Three of the taught modules are assessed entirely by coursework (essays). The Principles of Neuroimaging module is assessed by a combination of essay and multiple-choice examination.
The Dissertation is intended to be written in the format of a full-length paper as published in neuroimaging and related journals. The Dissertation is based on a student's own research project and includes a review of the relevant literature. It allows students to undertake in-depth study and investigation of their own functional neuroimaging design in an area relevant to them.
The module essays are coursework that are submitted towards the end of each module, and reflect a student's learning and investigation into one of many topics covered by the module.
The four taught modules consist of lectures, seminars and practical work.
Experts in the field will give you a tour of imaging methods, and explain a number of imaging findings. For the methods modules, you will be given tasks to do on the MRI workstations, investigating, processing and analyzing imaging data. You will discuss any findings and problems with other students and your tutors.
The research module starts with informal discussion with your colleagues, and later with your supervisor. While a great deal of individual research is involved, you won’t be on your own.

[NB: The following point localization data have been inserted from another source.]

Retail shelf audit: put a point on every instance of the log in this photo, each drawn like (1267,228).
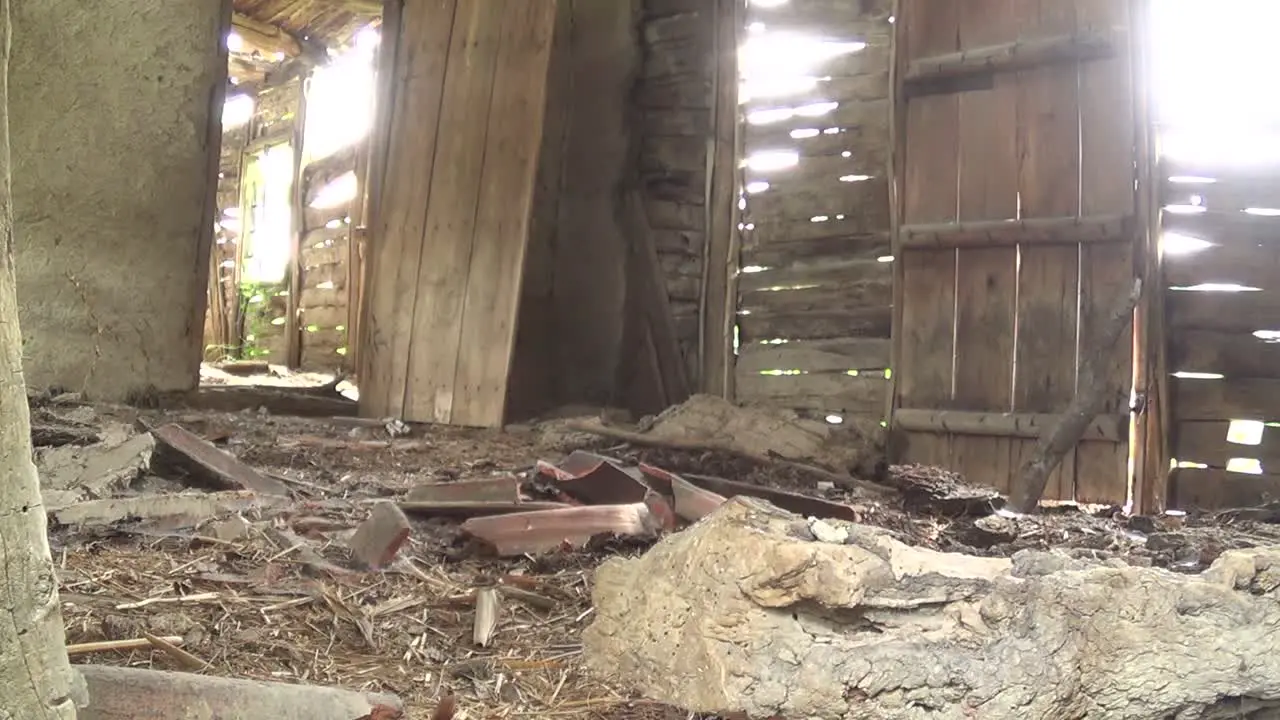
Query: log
(873,629)
(1088,401)
(128,693)
(1002,424)
(1022,54)
(1001,233)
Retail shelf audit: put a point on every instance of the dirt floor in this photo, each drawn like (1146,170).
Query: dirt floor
(246,607)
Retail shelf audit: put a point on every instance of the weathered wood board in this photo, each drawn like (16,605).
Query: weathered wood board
(452,226)
(1000,326)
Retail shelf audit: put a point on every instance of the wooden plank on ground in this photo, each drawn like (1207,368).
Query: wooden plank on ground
(507,178)
(1194,488)
(1239,355)
(830,392)
(451,213)
(396,246)
(1233,399)
(1207,442)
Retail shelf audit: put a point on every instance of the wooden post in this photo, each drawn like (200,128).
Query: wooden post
(720,265)
(35,675)
(1089,399)
(297,201)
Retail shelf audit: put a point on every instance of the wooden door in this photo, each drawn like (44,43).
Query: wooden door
(1016,231)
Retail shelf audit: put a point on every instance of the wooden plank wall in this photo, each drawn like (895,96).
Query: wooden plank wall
(675,95)
(816,285)
(451,222)
(1223,336)
(324,265)
(995,314)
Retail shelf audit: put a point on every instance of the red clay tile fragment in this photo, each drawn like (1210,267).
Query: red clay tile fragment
(379,538)
(597,479)
(494,490)
(210,465)
(790,501)
(549,529)
(480,509)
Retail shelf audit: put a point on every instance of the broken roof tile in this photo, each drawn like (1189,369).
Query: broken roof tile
(549,529)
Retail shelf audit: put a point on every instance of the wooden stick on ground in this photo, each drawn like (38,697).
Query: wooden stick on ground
(1089,400)
(840,479)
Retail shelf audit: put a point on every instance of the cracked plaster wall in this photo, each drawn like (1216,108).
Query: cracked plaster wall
(110,106)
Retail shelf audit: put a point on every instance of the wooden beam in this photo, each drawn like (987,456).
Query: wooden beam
(1196,488)
(720,265)
(297,210)
(1114,428)
(265,37)
(1018,55)
(996,233)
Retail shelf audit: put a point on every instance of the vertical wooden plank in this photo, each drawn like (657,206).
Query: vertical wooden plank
(1048,185)
(451,213)
(931,172)
(1107,155)
(297,228)
(718,304)
(400,201)
(986,278)
(511,153)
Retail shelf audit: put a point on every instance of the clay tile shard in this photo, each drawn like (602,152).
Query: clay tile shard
(494,490)
(597,479)
(379,538)
(690,502)
(548,529)
(790,501)
(466,509)
(206,464)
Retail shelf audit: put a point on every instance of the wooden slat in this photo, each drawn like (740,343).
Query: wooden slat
(1037,231)
(1225,311)
(1047,181)
(1233,399)
(831,392)
(1230,261)
(816,356)
(412,123)
(865,160)
(823,273)
(812,229)
(814,324)
(1206,442)
(773,254)
(1215,490)
(867,200)
(1016,55)
(1107,155)
(1239,355)
(507,180)
(1111,428)
(451,214)
(859,118)
(931,168)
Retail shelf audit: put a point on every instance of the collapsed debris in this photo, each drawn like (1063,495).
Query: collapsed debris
(873,628)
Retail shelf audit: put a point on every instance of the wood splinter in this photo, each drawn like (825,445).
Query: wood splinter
(1088,402)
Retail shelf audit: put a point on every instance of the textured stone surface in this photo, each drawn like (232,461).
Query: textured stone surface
(112,187)
(741,613)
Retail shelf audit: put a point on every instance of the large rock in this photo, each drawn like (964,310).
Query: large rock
(749,611)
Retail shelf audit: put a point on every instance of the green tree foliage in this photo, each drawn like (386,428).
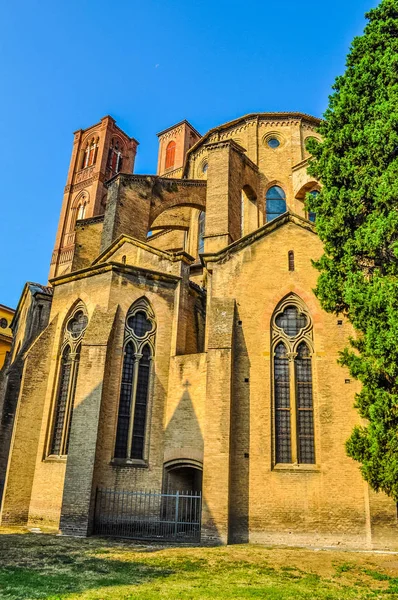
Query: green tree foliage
(357,220)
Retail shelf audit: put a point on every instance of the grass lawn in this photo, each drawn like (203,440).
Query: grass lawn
(51,567)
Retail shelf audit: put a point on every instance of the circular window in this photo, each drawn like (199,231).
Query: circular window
(140,324)
(273,143)
(77,324)
(291,321)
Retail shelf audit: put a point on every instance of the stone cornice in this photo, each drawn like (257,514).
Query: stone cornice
(117,268)
(90,221)
(211,146)
(300,165)
(183,122)
(122,239)
(154,178)
(263,231)
(249,118)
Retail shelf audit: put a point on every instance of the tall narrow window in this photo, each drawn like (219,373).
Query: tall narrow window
(170,155)
(311,214)
(292,383)
(81,211)
(67,380)
(90,153)
(201,232)
(282,405)
(305,418)
(275,202)
(291,260)
(139,339)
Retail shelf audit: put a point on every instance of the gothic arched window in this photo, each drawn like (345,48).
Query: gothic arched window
(292,383)
(115,157)
(68,371)
(201,231)
(90,153)
(139,340)
(311,214)
(81,211)
(275,201)
(170,155)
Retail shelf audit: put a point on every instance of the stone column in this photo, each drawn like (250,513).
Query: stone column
(79,495)
(216,464)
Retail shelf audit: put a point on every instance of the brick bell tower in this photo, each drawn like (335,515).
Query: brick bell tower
(98,153)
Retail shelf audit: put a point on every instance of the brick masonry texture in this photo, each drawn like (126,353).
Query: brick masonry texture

With regular contact with your supervisor, and working with your colleagues, projects are as much team efforts as individual accomplishments.
The MSc Functional Neuroimaging is an invaluable companion or prelude to a research degree or research position in functional neuroimaging, one of the most rapidly growing fields of scientific research.
What do you do after the MSc Functional Neuroimaging:
Academic or research positions:
* MPhil/Phd in neuroimaging or related subject
* Research Assistant on a neuroscience project, or related project in psychology or biology. Imaging has applications now from the physical sciences to projects in economics and the social sciences.
* Technical Assistant in functional neuroimaging.
* Any occupation that requires a higher level of analytical, technical and presentation skills than can be offered by a graduate in the life sciences
The course is also an ideal precursor to an MPhil or Phd degree course.